We demonstrate substantial gains in performance with WavSpA across various attention-based architectures. The framework offers three parametrization options:

* Adaptive Wavelet (AdaWavSpA)
* Orthogonal Adaptive Wavelet (OrthoWavSpA)
* Wavelet Lifting (LiftWavSpA)

Performance metrics are as follows:

Models | ListOps | Text | Retrieval | Image | Pathfinder | Avg | Avg (w/o r)
--- | --- | --- | --- | --- | --- | --- | ---
**Transformer** | 36.37 | 64.27 | 57.46 | 42.44 | 71.40 | 54.39 | 53.62
AdaWavSpA | 55.40 | 81.60 | 79.27 | 55.58 | 81.12 | 70.59 | 68.43
OrthoWavSpA | 45.95 | 81.63 | 71.52 | 49.29 | 81.13 | 65.90 | 64.50
LiftWavSpA | 42.95 | 75.63 | 56.45 | 42.48 | 81.73 | 59.85 | 60.70
--- | --- | --- | --- | --- | --- | --- | ---
**Longformer** | 35.63 | 62.85 | 56.89 | 42.22 | 69.71 | 53.46 | 52.60
AdaWavSpA | 49.30 | 79.73 | 58.57 | 50.84 | 79.48 | 63.66 | 64.93
OrthoWavSpA | 39.45 | 78.41 | 79.93 | 49.93 | 79.47 | 54.96 | 54.96
LiftWavSpA | 39.40 | 78.00 | 53.27 | 40.95 | 75.80 | 57.48 | 58.54
--- | --- | --- | --- | --- | --- | --- | ---
**Linformer** | 35.70 | 53.94 | 52.27 | 38.47 | 66.44 | 49.36 | 48.64
AdaWavSpA | 37.15 | 54.75 | 61.09 | 34.93 | 65.66 | 50.72 | 48.12
OrthoWavSpA | 38.05 | 56.93 | 60.25 | 39.45 | 65.35 | 52.01 | 49.95
LiftWavSpA | 37.30 | 54.43 | 70.73 | 34.66 | 63.49 | 52.12 | 47.47
--- | --- | --- | --- | --- | --- | --- | ---
**Linear Att.** | 16.13 | 65.90 | 53.09 | 42.32 | 75.91 | 50.67 | 50.06
AdaWavSpA | 38.90 | 76.82 | 71.38 | 54.81 | 79.68 | 64.32 | 62.55
OrthoWavSpA | 39.55 | 79.45 | 69.65 | 49.93 | 78.09 | 55.86 | 55.86
LiftWavSpA | 38.35 | 73.39 | 54.06 | 44.39 | 74.46 | 56.93 | 57.65
--- | --- | --- | --- | --- | --- | --- | ---
**Performer** | 18.01 | 65.40 | 53.82 | 42.77 | 77.05 | 51.41 | 50.81
AdaWavSpA | 46.05 | 80.93 | 71.16 | 52.06 | 77.17 | 65.47 | 64.05
OrthoWavSpA | 39.80 | 79.10 | 57.67 | 48.78 | 78.09 | 60.69 | 61.44
LiftWavSpA | 39.85 | 75.96 | 52.75 | 39.97 | 76.20 | 56.95 | 58.00

## Example Usage

For implementation details, see lra_benchmarks/models/wavspa/wavspa_learn.py.

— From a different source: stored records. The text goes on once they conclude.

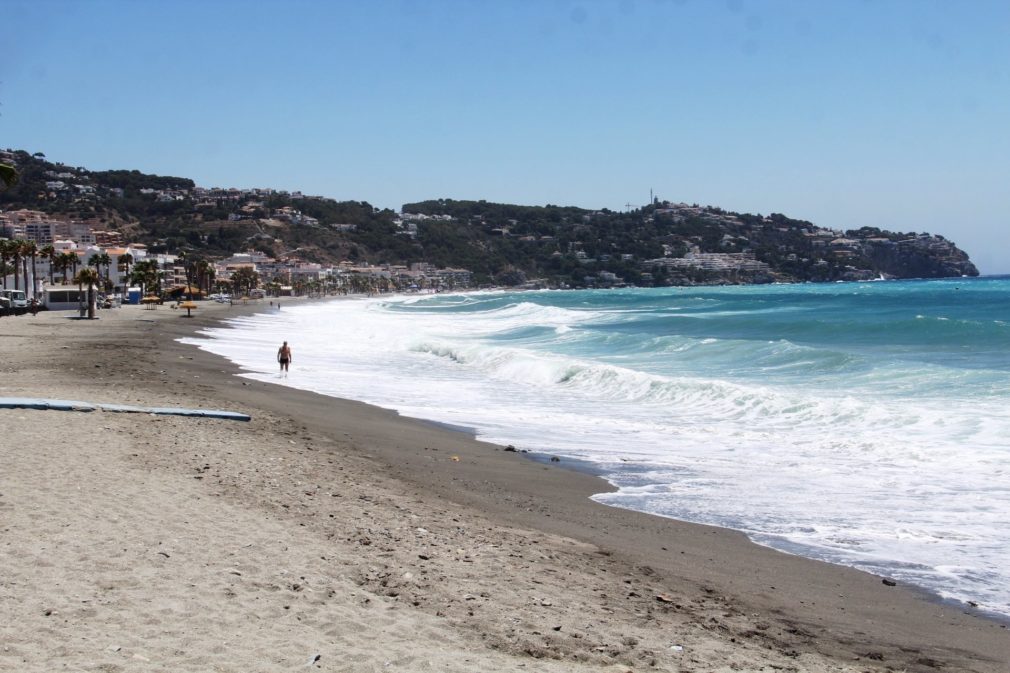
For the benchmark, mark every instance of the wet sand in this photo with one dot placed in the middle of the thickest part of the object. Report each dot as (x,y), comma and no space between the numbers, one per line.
(330,527)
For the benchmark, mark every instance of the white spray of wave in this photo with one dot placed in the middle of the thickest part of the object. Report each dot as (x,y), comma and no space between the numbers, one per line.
(912,487)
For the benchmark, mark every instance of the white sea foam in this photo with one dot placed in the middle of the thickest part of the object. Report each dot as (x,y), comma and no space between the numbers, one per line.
(855,472)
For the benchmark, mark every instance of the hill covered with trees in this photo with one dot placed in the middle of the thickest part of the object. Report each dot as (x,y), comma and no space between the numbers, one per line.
(661,244)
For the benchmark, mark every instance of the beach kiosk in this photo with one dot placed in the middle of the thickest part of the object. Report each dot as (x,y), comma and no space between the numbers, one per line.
(65,298)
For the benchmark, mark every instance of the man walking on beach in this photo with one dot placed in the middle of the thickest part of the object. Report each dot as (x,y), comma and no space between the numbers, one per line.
(284,357)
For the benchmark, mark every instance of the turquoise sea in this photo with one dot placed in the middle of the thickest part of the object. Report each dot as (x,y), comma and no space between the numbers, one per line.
(863,423)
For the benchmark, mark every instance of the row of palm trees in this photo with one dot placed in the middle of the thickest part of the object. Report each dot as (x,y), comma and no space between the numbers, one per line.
(16,254)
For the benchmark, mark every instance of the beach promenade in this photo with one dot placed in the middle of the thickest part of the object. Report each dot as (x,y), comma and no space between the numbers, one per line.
(328,535)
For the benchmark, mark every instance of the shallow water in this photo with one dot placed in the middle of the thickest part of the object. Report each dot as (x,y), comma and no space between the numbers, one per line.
(863,423)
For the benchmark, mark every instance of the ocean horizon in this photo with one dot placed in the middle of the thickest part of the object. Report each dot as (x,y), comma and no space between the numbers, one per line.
(860,423)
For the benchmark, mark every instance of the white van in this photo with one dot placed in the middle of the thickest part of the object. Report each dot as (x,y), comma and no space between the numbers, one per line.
(17,298)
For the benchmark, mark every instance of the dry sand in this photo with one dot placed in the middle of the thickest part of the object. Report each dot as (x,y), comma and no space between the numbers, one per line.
(327,535)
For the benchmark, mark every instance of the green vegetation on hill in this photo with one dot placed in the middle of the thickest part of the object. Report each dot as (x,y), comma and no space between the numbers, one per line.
(560,246)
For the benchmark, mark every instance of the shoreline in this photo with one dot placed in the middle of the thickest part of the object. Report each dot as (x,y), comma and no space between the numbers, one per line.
(600,471)
(661,582)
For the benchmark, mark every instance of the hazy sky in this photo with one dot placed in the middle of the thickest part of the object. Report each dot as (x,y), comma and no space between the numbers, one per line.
(847,113)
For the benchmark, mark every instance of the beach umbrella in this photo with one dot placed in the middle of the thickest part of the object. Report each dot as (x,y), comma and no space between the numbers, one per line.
(189,306)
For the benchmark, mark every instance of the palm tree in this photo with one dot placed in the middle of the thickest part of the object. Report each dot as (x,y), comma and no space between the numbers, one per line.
(48,253)
(123,265)
(5,255)
(204,275)
(73,261)
(15,250)
(146,274)
(88,277)
(29,250)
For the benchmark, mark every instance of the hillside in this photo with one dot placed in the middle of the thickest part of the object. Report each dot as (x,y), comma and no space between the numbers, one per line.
(662,244)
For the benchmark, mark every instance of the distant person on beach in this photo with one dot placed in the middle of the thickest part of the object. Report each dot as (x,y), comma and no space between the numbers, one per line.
(284,357)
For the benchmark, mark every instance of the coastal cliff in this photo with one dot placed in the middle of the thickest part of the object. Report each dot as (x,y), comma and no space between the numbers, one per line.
(658,245)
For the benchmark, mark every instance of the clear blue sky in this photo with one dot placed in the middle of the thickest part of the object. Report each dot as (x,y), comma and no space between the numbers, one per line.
(847,113)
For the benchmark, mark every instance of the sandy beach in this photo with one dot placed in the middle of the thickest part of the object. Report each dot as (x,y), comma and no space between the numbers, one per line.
(328,535)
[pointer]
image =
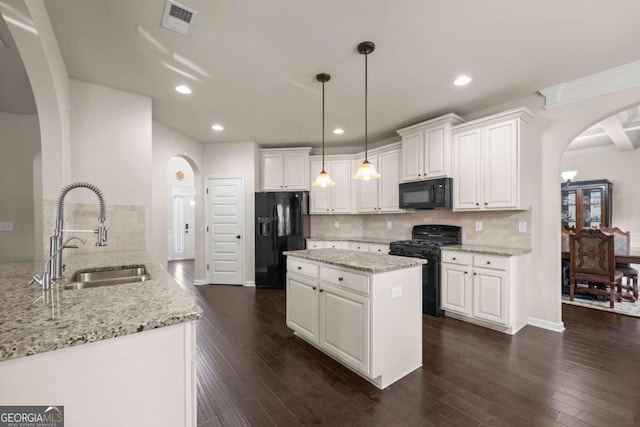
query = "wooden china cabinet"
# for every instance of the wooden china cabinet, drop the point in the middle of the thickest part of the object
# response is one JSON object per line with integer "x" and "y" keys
{"x": 586, "y": 204}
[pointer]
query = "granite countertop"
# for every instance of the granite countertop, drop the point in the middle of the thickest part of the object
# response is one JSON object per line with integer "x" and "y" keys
{"x": 487, "y": 250}
{"x": 357, "y": 260}
{"x": 375, "y": 240}
{"x": 86, "y": 315}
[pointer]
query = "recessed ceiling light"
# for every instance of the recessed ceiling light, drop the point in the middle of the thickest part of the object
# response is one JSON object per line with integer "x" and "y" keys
{"x": 462, "y": 80}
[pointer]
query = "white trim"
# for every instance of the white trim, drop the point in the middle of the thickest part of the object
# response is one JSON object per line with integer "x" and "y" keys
{"x": 615, "y": 79}
{"x": 544, "y": 324}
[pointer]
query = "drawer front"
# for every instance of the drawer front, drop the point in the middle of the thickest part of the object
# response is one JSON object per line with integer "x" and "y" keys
{"x": 378, "y": 249}
{"x": 357, "y": 246}
{"x": 491, "y": 261}
{"x": 345, "y": 279}
{"x": 315, "y": 244}
{"x": 301, "y": 267}
{"x": 456, "y": 257}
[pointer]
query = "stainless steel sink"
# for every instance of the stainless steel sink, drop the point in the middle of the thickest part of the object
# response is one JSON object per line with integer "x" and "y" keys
{"x": 107, "y": 276}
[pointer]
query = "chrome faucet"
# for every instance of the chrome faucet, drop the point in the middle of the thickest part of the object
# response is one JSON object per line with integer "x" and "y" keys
{"x": 56, "y": 245}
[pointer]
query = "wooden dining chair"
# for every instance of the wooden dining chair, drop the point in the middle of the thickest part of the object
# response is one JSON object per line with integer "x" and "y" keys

The wavelet initialization and transformation processes are crucial:
```
def setup(self):
  ## db initialization
  assert self.wlen % 2 == 0, "incompatible"        
  self.eps = 1e-4
  if "lift" in self.wavelet:
      self.adawave_est = self.param('adawave_est', nn.initializers.normal(stddev=0.02), (self.wlen, self.wav_dim), self.dtype)
      self.adawave_pred = self.param('adawave_pred', nn.initializers.normal(stddev=0.02), (self.wlen, self.wav_dim), self.dtype)
  elif "ortho" in self.wavelet:
      L = int(self.wlen / 2)
      S = jnp.zeros(shape=[2*L, 2*L], dtype=int)
      i = jnp.asarray(range(2*L))
      j = jnp.asarray(range(1, 2*L+1)) % (2*L)
      S = S.at[i, j].set(1)
      self.S = sparse.BCOO.fromdense(S, nse=2*L)
      self.S_inv = jnp.linalg.inv(S)
      self.thetas = self.param('thetas', nn.initializers.uniform(2*jnp.pi), (L, self.wav_dim), self.dtype)
  elif "db" in self.wavelet:
      self.adawave = self.param('adawave', db_init, (self.wlen, self.wav_dim), self.dtype)
  elif "sin" in self.wavelet:
      self.adawave = self.param('adawave', sin_init, (self.wlen, self.wav_dim), self.dtype)
  else:
      # default to daubechie wave, non trainable
      self.adawave = db_init(key=None, shape=(self.wlen, self.wav_dim), dtype=self.dtype)
```

Then for forward and backward wavelet transform:
```
z = wavspa.wavedec_learn(x, wavelet, level=self.level)
for level in range(len(z)):
  z[level] = nn.SelfAttention(num_heads=self.num_heads,
                              dtype=self.dtype,
                              qkv_features=self.qkv_dim,
                              kernel_init=nn.initializers.xavier_uniform(),
                              bias_init=nn.initializers.normal(stddev=1e-6),
                              use_bias=False,
                              broadcast_dropout=False,
                              dropout_rate=self.attention_dropout_rate,
                              decode=False)(z[level], deterministic=deterministic)
z = wavspa.waverec_learn(z, wavelet)[:,:inputs.shape[1],:]

```

## Datasets

Access and instructions for LRA, D2A, and CodeXGlue datasets:

* [Long Range Arena](https://github.com/google-research/long-range-arena)
* [D2A IBM official release](https://developer.ibm.com/exchanges/data/all/d2a/)
* [CodeXGlue](https://github.com/microsoft/CodeXGLUE)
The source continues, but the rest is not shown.